Medtronic finds first technology and innovation chief in former Amazon exec

Where better to find your first-ever chief technology and innovation officer than Big Tech itself?

That appears to have been Medtronic’s approach to filling its newest executive position. The medtech giant announced Thursday that it has appointed Ken Washington, Ph.D., to take on the job, a newly created role that will focus on building out the reach and depth of the company’s tech portfolio.

“This new leadership role will help Medtronic to harness the innovative spirit of our founders and ensure we are capitalizing on our scientific and technological knowledge to invent, innovate and disrupt the healthcare technology market of the future,” CEO Geoff Martha said in the announcement.

“Dr. Washington will help Medtronic expand use of our technology platforms across our portfolio—including robotics, sensors, implantables and AI—improving our returns on investments in innovation and expanding our technological competitive advantage to drive durable growth,” Martha continued.

Washington hails from Amazon, where he spent the last two years as its VP of software engineering and consumer robotics—a stint that included heading up the development and rollout of the tech giant’s Astro home robot.

Prior to that, he spent about seven years each at Lockheed Martin and Ford. He started at the former in 2007, initially as chief technology officer and then as the defense contractor’s first chief privacy officer, before being tapped to head up its advanced technology center as VP. From there, in 2014, he moved to Ford as VP of research and advanced engineering and was ultimately promoted to become the automaker’s CTO.

Those moves came after Washington, who earned a Ph.D. in nuclear engineering from Texas A&M University in 1986, kicked off his career with more than two decades spent at Sandia National Laboratories, one of the National Nuclear Security Administration’s R&D labs. Between 1986 and 2007, he held a variety of largely tech-related roles there, from nuclear reactor safety engineering to software development, culminating in a two-year term as the institution’s chief information officer.

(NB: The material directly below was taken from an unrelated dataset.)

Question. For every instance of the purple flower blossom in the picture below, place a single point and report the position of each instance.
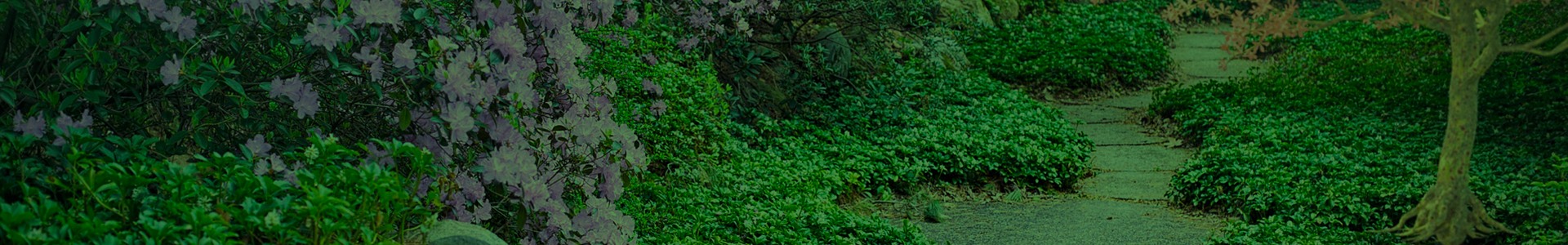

The new addition to its executive team comes as Medtronic is in the process of slimming down its business elsewhere. Already this year, it has combined its surgical robotics and surgical innovations into a single business unit and spun out its entire renal care business into kidney care-focused joint venture Mozarc Medical with DaVita.

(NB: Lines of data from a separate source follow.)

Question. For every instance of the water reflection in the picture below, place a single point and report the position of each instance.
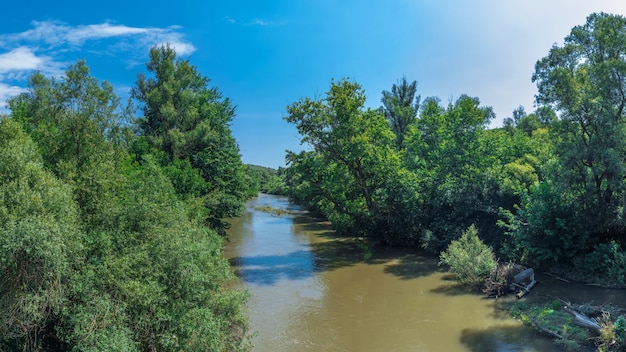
(312, 291)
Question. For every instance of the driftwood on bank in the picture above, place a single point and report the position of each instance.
(583, 320)
(544, 330)
(510, 277)
(519, 282)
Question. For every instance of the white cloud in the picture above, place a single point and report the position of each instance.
(20, 59)
(7, 92)
(260, 22)
(49, 35)
(105, 30)
(181, 48)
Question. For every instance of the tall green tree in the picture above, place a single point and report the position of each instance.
(190, 122)
(585, 82)
(81, 129)
(40, 244)
(448, 152)
(353, 149)
(400, 107)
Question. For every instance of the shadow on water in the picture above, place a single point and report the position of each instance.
(501, 339)
(269, 269)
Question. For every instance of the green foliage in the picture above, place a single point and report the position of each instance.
(448, 150)
(352, 158)
(584, 82)
(469, 258)
(606, 261)
(39, 242)
(189, 122)
(266, 180)
(103, 248)
(400, 107)
(542, 231)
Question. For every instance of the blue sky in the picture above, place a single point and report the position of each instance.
(264, 55)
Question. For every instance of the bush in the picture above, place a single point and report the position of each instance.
(607, 260)
(469, 258)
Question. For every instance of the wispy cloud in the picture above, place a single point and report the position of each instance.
(7, 92)
(19, 59)
(260, 22)
(44, 47)
(255, 22)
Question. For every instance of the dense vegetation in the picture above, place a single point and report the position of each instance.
(109, 224)
(547, 188)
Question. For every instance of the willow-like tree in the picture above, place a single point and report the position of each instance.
(400, 107)
(353, 154)
(190, 122)
(585, 82)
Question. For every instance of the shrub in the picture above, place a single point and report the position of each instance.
(607, 260)
(469, 258)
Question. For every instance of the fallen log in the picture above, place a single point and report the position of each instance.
(545, 330)
(526, 289)
(523, 276)
(583, 320)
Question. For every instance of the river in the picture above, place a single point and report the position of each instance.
(312, 291)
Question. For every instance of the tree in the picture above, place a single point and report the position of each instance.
(80, 128)
(448, 152)
(585, 82)
(400, 107)
(352, 149)
(469, 258)
(190, 122)
(40, 244)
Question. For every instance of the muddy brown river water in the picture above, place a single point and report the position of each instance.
(311, 291)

It’s also in the process of spinning off its patient monitoring and respiratory interventions businesses, with fellow devicemakers like ICU Medical and GE HealthCare reportedly in the running to pick up the cleaved-off units.

Meanwhile, Medtronic is also making cuts on the personnel front. The planned closure of a California facility this year is set to result in the layoffs of 59 employees, and untold numbers of other employees around the world are also now on the chopping block, as the company conducts a monthslong campaign of cuts across its entire global business.